Paradoxalement, ceux qui ont le plus besoin de cette adaptation sont bien ceux qui font face à plus de changement, alors même qu’ils le désiraient avant : 82 % des personnes qui travaillent à distance considèrent que leur travail est affecté par le stress (78 % le ressentent au moins une fois par semaine), contre 57 % pour les personnes qui travaillent sur site. Logiquement, ceux travaillant en mode hybride coupent la poire en deux : ils sont 62%.
Un point inquiétant : les collaborateurs sur site sont 36 % à juger que leur employeur ne prend aucune mesure proactive pour favoriser leur santé mentale au travail, alors que ce chiffre n’est que de 17 % parmi les télétravailleurs.
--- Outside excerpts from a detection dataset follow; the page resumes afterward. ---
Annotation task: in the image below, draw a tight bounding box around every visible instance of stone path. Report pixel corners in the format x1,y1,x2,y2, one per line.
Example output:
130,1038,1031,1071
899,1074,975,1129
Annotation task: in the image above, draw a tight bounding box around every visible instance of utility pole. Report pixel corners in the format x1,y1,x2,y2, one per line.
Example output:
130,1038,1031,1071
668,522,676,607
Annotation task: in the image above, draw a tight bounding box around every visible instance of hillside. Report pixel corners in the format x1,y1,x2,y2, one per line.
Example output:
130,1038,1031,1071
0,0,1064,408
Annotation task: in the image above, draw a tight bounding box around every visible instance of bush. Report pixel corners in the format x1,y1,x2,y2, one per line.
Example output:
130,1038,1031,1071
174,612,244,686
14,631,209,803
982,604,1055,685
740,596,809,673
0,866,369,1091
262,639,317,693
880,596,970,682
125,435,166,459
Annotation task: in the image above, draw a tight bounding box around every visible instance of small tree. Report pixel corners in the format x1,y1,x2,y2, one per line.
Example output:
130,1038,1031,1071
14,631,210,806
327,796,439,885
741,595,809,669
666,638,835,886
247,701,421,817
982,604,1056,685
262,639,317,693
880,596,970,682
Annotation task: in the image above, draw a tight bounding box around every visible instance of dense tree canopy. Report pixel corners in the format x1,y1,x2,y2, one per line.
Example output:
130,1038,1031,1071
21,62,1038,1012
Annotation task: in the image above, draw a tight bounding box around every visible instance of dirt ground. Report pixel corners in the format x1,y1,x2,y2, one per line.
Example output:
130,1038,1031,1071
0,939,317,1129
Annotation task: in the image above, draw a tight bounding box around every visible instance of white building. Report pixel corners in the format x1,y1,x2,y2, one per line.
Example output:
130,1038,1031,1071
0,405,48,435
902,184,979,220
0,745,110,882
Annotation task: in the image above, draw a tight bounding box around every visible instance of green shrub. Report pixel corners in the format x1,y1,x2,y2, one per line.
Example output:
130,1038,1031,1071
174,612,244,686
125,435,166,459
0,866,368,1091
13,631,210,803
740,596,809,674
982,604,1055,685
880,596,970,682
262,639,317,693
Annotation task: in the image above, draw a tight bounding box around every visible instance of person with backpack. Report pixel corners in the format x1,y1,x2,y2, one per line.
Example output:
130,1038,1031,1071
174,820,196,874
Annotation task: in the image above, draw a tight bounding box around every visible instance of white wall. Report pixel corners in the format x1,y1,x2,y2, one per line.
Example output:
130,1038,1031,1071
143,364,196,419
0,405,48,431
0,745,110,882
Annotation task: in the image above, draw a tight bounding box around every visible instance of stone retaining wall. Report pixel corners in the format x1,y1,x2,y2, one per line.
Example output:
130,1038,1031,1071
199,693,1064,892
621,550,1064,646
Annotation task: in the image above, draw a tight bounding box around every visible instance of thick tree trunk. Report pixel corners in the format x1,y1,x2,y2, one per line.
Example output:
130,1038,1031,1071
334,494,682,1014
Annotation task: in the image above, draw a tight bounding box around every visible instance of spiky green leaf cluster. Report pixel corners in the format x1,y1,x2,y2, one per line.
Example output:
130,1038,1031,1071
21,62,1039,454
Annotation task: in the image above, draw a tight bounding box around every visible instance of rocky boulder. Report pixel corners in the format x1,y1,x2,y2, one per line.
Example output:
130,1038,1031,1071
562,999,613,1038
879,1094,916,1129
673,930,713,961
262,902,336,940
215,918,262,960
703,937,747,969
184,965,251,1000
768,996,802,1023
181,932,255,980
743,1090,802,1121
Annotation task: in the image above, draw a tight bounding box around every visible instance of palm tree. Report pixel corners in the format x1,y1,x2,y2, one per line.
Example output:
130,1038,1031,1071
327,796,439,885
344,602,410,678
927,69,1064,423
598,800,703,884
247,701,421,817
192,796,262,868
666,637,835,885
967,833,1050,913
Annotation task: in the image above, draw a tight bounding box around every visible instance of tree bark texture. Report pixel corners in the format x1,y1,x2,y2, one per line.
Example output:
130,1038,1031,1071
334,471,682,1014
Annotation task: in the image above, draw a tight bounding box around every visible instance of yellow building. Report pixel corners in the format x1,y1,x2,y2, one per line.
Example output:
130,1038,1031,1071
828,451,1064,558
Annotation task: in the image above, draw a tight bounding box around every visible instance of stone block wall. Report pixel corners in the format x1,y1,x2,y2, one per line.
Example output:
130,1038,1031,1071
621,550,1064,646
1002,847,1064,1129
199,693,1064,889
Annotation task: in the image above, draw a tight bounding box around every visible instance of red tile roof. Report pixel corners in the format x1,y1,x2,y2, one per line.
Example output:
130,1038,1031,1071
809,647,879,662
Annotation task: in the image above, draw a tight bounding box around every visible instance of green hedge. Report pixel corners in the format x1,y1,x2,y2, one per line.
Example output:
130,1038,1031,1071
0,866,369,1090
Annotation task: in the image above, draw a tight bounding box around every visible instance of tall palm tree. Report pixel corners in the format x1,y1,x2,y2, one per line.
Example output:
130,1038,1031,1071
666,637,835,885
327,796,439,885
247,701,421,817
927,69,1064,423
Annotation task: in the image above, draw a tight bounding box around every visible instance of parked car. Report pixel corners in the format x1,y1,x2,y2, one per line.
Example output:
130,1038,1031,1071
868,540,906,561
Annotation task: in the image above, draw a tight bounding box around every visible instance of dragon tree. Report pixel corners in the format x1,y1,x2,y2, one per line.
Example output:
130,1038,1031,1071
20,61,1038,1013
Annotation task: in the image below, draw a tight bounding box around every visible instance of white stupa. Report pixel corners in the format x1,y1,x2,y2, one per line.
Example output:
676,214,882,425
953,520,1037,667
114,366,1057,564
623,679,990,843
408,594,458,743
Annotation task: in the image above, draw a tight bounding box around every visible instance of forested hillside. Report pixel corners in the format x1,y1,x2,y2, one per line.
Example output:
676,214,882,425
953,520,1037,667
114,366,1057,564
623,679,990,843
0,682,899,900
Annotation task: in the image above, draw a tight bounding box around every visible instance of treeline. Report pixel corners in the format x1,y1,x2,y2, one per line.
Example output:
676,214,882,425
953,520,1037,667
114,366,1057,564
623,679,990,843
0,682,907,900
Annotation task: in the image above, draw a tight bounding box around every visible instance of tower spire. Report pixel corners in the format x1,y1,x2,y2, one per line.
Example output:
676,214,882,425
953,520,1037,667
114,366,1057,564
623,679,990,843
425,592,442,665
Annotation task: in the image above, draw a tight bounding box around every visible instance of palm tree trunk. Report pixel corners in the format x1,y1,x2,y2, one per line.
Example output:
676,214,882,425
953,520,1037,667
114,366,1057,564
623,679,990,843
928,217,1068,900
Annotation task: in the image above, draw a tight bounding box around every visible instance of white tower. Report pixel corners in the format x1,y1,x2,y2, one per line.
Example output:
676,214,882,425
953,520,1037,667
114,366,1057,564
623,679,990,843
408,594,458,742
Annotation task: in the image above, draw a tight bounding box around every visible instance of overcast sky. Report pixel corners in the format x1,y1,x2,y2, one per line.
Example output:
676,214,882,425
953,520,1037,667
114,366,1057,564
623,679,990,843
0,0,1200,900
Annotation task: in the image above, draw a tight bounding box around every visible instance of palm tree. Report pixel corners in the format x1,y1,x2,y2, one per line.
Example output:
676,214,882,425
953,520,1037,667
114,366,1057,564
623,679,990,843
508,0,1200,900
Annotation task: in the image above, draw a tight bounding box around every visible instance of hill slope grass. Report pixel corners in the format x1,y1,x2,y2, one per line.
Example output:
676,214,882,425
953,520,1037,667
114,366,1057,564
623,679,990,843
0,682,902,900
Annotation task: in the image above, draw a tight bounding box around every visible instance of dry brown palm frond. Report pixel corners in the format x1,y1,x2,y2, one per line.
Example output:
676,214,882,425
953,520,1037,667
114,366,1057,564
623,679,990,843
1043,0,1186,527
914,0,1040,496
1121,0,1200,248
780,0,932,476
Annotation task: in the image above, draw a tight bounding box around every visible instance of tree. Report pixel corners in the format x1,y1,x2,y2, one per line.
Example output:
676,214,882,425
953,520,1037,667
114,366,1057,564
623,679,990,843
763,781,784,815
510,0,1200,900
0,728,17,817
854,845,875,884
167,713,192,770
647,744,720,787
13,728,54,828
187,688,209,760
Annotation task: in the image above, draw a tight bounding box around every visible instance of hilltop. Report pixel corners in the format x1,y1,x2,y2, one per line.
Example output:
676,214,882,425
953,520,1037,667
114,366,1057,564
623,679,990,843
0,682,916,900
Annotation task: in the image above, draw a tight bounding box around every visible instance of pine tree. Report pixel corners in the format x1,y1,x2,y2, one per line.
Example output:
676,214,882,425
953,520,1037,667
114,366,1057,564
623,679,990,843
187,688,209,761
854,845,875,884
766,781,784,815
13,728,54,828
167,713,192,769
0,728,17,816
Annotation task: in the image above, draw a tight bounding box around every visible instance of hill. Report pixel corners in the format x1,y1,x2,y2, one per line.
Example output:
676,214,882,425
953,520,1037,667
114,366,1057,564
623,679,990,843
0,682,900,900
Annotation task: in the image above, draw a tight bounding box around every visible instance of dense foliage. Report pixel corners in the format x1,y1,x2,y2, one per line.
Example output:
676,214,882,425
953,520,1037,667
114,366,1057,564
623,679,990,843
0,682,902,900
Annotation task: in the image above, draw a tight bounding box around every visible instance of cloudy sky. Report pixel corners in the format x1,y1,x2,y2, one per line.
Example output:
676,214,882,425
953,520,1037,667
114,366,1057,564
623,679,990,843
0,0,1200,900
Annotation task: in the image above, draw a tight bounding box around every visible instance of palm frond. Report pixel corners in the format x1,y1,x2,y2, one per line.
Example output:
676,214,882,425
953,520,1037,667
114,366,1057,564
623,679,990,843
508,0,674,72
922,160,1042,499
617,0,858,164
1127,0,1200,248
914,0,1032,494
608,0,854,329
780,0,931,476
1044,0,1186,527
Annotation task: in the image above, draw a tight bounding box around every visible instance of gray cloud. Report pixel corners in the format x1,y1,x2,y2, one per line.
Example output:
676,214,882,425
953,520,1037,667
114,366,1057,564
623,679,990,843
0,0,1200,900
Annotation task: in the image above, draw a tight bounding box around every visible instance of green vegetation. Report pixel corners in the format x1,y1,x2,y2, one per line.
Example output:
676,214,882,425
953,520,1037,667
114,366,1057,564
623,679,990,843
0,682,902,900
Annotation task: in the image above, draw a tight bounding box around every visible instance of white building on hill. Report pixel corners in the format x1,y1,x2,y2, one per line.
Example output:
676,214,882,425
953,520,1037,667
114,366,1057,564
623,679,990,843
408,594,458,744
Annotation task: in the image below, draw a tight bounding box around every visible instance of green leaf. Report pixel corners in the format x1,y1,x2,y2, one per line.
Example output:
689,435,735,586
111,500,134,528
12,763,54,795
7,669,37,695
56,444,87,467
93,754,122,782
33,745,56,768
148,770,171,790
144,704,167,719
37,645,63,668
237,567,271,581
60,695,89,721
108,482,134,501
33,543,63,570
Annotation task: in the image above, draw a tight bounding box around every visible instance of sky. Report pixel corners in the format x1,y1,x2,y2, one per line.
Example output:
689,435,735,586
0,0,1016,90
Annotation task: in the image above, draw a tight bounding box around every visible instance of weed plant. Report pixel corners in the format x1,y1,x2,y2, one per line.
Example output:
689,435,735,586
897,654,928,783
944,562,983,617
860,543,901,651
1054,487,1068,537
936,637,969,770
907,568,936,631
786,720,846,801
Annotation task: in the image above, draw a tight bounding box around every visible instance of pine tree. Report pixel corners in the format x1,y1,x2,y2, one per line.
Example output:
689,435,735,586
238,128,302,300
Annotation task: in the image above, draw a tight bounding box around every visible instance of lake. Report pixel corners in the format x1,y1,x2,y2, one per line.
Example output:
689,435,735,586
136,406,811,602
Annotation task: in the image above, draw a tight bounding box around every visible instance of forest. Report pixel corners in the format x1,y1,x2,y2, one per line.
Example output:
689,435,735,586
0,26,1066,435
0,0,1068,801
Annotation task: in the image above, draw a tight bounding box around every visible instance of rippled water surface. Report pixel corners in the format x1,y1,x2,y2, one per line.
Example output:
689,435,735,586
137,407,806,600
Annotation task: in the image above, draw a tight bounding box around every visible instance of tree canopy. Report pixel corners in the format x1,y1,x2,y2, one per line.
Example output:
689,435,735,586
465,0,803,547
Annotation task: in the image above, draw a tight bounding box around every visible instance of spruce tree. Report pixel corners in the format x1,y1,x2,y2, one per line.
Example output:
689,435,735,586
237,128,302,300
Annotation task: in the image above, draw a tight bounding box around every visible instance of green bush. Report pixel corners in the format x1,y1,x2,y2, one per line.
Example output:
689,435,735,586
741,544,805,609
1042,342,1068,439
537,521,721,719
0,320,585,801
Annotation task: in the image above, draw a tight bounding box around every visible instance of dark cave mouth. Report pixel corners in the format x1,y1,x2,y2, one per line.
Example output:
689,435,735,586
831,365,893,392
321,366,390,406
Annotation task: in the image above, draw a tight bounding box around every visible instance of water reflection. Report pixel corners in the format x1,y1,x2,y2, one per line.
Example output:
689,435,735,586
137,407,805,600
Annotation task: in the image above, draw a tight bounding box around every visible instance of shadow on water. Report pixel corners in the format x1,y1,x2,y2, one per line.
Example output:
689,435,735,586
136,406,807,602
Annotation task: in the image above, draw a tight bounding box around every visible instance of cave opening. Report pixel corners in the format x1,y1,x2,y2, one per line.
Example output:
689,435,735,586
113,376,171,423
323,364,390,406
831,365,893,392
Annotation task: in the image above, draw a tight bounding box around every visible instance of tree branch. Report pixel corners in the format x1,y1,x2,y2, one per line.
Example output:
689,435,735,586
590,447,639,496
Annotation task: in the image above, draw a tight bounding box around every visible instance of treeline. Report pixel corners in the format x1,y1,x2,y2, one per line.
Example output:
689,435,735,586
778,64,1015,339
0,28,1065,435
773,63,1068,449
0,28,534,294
Ultime conséquence de ces perceptions et de la difficulté d’adaptation des entreprises elles-mêmes : les télétravailleurs sont 81 %, à avoir songé à un changement de carrière au cours des 12 derniers mois, contre 62 % de ceux travaillant en mode hybride et 54 % des collaborateurs sur site…
Plus prudents, mais plus optimistes !
Et pourtant, Les télétravailleurs français : d’une part sont satisfaits, à 91 %, de leur situation de travail à distance ; d’autre part se considèrent relativement optimistes concernant les cinq prochaines années au niveau professionnel (84 %), comparé à la moyenne globale des salariés interrogés (75 %), notamment leurs collègues qui travaillent uniquement sur site (72 %).
Peut-être les télétravailleurs établissent-ils plus que les autres une différence entre leur situation globale et leur travail professionnel ? Cette hypothèse parait accréditée par le fait que le salaire est la principale motivation au travail pour 68 % de ceux qui travaillent uniquement sur site… et seulement pour 41 % de ceux qui travaillent à distance.
Finalement, il semble raisonnable de penser que le mode hybride constitue la meilleure solution, chaque fois qu’il est possible, car c’est l’alternance entre des temps de travail personnels à forte concentration et des temps de travail collectifs à fort partage qui suscite le plus de créativité et d’efficience.